Interleukin-8 (IL-8), a potent neutrophil chemotactic factor, plays a critical role during inflammation. IL-8 is produced primarily by several immune cell types upon lipopolysaccharide (LPS) stimulation by activating the nuclear factor-KB (NF-KB) signalling pathway. NF-KB is an important transcription factor implicated in the inflammatory response, and the NF-KB signalling pathway is a potential target for inhibition by anti-inflammatory compounds. Celastrol has been shown to have therapeutic potential in treating many inflammatory diseases; however, there is little information on its ability to attenuate IL-8 production in human monocytes and macrophages. Here, we determined the effects of celastrol on LPS-induced IL-8 release and its molecular mechanism. Celastrol treatment significantly reduced IL-8 release from LPS-activated human monocytes and monocyte-derived macrophages with IC50 values of 3.13 +/- 0.03 mu M and 3.18 +/- 0.05 mu M, respectively.
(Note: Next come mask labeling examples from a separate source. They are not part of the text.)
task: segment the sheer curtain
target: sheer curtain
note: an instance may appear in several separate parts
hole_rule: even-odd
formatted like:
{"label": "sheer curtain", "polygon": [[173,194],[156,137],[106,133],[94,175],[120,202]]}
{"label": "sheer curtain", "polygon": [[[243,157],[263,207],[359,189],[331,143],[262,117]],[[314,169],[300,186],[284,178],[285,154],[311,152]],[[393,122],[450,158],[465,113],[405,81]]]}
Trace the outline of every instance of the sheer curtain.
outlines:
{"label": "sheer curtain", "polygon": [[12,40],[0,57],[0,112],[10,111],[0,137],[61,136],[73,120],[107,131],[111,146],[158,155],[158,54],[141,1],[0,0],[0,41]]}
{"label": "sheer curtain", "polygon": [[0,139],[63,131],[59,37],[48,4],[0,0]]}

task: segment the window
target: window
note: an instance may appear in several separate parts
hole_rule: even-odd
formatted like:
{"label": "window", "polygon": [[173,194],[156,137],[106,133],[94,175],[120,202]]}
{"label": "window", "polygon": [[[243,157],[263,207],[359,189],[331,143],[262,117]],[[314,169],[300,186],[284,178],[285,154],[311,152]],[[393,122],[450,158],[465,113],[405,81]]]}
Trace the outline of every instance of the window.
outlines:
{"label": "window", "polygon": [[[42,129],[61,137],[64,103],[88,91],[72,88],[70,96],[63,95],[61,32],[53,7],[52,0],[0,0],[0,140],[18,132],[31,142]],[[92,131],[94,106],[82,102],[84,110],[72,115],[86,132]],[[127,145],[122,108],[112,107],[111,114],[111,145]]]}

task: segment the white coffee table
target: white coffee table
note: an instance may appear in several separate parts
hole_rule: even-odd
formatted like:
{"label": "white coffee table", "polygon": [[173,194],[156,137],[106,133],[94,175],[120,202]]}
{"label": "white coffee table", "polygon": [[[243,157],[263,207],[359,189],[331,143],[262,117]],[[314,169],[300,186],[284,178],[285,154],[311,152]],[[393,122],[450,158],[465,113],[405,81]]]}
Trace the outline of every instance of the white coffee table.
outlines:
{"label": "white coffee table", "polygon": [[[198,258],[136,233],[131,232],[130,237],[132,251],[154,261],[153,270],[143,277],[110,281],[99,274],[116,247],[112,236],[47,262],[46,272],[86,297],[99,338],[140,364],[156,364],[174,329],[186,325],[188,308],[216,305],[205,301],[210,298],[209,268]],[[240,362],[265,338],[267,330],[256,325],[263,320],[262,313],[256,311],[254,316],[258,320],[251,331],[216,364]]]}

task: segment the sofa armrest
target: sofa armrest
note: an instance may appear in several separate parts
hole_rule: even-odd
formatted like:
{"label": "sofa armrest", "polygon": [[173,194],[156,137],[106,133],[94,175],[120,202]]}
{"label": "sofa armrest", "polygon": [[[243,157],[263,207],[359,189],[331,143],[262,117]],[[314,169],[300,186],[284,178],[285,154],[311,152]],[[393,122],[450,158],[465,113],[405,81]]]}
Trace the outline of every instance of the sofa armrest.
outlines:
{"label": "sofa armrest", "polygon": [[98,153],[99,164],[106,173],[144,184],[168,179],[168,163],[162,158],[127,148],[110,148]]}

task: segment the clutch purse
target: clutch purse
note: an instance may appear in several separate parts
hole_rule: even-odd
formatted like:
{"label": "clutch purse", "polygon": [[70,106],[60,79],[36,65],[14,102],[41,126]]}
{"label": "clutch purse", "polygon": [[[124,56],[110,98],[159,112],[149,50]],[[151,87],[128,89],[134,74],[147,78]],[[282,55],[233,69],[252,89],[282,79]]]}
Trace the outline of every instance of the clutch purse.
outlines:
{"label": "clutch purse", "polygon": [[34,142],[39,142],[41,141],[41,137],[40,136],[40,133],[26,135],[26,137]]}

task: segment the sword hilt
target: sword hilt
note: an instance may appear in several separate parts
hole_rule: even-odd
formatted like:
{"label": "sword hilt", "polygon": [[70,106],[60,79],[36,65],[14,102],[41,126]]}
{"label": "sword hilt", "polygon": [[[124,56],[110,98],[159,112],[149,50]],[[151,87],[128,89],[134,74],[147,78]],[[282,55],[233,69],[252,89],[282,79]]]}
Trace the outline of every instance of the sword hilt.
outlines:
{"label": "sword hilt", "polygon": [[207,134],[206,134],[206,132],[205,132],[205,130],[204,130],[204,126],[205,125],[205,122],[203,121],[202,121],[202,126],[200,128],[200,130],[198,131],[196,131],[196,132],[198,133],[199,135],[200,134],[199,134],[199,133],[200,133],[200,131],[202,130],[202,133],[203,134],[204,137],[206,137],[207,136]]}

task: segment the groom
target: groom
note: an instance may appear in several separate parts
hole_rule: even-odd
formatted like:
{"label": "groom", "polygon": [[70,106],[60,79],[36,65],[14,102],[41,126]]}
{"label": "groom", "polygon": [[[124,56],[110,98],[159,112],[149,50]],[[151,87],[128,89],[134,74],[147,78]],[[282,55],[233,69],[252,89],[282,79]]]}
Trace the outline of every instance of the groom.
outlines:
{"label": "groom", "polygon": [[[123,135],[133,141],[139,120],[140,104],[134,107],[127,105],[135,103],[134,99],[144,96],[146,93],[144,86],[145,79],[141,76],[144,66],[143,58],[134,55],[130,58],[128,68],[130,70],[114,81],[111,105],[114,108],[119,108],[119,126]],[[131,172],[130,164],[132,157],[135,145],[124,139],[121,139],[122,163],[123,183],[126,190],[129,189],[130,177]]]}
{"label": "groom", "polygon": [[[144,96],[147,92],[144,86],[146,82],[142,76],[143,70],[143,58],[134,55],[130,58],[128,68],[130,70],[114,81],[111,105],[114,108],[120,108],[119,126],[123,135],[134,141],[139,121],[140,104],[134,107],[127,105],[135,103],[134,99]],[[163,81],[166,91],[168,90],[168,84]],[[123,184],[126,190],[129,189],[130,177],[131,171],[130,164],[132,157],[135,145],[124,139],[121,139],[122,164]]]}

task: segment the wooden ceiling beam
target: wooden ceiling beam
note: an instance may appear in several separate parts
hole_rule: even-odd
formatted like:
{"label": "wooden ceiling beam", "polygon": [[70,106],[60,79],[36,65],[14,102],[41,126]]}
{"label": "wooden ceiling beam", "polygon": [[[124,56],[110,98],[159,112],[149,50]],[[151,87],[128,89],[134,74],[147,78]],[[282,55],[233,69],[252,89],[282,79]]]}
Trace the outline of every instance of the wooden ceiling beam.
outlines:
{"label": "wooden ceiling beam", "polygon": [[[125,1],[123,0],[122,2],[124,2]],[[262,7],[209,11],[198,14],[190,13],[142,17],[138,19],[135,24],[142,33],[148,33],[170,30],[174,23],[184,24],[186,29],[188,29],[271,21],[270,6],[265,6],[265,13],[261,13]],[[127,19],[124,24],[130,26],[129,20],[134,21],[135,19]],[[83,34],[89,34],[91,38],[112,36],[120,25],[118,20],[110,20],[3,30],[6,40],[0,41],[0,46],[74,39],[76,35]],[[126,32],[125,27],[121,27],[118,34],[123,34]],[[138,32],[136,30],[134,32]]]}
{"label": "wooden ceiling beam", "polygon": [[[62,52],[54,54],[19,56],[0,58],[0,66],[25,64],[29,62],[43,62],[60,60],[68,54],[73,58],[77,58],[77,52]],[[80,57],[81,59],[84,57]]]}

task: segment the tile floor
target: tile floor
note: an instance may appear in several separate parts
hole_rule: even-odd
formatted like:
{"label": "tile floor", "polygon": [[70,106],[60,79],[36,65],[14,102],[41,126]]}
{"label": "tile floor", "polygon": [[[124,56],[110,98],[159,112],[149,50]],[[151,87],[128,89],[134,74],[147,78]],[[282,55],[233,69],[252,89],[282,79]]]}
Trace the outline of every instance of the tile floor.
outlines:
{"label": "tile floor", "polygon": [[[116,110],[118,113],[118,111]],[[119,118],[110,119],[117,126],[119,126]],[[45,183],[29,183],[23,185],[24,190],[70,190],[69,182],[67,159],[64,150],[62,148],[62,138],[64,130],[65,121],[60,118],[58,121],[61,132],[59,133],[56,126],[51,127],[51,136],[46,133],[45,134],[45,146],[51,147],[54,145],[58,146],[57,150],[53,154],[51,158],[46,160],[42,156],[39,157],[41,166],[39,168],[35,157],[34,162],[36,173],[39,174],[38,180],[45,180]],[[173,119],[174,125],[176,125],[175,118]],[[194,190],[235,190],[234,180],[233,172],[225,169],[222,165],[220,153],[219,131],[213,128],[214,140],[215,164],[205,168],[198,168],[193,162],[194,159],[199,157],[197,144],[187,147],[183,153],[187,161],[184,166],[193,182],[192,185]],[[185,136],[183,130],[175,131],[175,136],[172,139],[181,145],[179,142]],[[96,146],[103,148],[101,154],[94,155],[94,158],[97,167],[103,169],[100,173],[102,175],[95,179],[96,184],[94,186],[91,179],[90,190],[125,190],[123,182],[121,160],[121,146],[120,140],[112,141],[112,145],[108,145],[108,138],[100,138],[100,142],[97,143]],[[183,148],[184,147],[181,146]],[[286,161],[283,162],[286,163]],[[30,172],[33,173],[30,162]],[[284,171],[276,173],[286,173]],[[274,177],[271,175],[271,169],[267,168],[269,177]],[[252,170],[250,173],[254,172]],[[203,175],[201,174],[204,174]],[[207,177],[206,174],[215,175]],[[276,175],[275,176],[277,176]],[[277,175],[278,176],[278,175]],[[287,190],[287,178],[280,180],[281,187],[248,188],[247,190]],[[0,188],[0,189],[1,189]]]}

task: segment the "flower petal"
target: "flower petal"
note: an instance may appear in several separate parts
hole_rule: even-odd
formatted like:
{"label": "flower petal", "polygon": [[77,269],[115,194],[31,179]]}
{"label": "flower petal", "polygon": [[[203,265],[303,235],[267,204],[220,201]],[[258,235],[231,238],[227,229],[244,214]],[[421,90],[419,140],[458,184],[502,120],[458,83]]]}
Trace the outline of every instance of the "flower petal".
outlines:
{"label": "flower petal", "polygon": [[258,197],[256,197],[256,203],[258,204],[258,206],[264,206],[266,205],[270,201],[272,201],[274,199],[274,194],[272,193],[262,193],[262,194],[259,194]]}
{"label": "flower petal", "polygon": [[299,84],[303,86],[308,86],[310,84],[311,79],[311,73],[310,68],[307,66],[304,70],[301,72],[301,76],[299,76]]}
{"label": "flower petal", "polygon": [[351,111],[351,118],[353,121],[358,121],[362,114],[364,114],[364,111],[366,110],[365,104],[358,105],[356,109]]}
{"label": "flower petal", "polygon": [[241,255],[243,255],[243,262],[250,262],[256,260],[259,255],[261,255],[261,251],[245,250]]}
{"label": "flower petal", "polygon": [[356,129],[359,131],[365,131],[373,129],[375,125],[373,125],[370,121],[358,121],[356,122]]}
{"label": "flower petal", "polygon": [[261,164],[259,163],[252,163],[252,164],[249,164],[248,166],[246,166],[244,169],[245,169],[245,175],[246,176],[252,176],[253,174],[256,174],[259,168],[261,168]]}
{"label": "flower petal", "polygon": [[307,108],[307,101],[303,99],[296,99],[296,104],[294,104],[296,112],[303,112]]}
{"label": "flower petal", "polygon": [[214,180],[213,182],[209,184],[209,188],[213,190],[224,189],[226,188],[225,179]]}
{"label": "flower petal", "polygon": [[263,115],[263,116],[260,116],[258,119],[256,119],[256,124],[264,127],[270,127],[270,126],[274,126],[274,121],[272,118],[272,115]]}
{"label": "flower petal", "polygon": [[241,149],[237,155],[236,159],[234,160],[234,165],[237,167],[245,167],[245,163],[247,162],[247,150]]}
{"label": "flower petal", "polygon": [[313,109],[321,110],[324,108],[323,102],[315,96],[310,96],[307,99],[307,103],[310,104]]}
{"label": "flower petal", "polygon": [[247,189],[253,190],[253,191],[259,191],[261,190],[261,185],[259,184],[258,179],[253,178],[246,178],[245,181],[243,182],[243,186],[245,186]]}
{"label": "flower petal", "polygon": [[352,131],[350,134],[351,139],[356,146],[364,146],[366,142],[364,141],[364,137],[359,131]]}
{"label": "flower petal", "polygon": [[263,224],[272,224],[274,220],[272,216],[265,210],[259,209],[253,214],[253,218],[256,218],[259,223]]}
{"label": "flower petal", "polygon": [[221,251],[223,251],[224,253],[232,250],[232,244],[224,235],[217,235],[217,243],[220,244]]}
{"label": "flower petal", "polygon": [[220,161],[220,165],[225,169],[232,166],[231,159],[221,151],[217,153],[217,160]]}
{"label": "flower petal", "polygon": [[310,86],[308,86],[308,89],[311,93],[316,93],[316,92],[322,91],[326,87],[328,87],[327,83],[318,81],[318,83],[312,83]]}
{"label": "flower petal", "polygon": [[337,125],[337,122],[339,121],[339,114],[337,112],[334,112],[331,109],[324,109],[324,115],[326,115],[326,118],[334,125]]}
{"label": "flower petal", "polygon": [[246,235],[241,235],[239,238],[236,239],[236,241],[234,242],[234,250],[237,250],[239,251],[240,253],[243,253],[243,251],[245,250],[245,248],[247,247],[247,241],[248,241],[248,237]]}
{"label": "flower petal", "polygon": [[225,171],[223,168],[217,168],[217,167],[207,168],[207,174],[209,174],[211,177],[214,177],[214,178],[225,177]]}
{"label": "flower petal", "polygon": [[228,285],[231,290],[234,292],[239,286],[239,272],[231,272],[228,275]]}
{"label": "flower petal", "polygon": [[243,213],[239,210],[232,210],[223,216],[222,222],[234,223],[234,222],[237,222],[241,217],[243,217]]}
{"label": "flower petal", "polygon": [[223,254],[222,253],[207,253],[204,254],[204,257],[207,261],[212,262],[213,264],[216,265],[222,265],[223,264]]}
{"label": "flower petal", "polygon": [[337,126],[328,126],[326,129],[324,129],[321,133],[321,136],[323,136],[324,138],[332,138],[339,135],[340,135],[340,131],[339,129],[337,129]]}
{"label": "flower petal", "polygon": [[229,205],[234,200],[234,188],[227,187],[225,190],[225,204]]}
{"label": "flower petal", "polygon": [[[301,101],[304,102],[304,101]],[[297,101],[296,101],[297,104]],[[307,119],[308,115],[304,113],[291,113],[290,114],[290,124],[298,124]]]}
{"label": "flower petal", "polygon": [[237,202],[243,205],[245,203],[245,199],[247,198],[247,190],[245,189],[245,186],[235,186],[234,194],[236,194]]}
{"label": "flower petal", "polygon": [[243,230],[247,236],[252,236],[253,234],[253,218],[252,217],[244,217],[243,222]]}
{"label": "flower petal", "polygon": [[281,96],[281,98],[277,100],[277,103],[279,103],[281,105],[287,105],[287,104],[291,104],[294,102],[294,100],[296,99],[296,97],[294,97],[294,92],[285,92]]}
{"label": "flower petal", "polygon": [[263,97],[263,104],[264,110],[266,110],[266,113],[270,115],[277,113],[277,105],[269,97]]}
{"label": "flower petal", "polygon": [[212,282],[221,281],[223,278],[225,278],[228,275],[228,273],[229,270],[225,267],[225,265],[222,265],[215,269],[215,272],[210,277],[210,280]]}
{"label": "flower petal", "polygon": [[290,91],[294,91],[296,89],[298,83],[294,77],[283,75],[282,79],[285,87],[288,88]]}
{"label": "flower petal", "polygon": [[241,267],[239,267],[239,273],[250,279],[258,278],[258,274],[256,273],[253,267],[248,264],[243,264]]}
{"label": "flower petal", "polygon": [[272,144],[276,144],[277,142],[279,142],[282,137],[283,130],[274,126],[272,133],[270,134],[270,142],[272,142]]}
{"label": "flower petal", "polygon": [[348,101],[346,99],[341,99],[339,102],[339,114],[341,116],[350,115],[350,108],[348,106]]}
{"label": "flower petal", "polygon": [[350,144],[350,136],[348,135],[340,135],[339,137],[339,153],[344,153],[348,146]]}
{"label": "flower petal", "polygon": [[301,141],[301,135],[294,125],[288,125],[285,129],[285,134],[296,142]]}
Additionally, the inhibitory effect of celastrol on the production of IL-8 was related to the modulation of IL-8 mRNA levels. Pre-treatment with celastrol significantly inhibited IKK, IKBa, and p65 phosphorylation and also prevented IKBa degradation due to LPS activation. Collectively, these results demonstrate that celastrol attenuates the release of IL-8 from LPS-activated human monocytes and monocyte-derived macrophages and suggest that inhibition of NF-KB signalling activation is likely a mechanism for the attenuation. This anti-inflammatory effect further highlights the therapeutic potential of celastrol.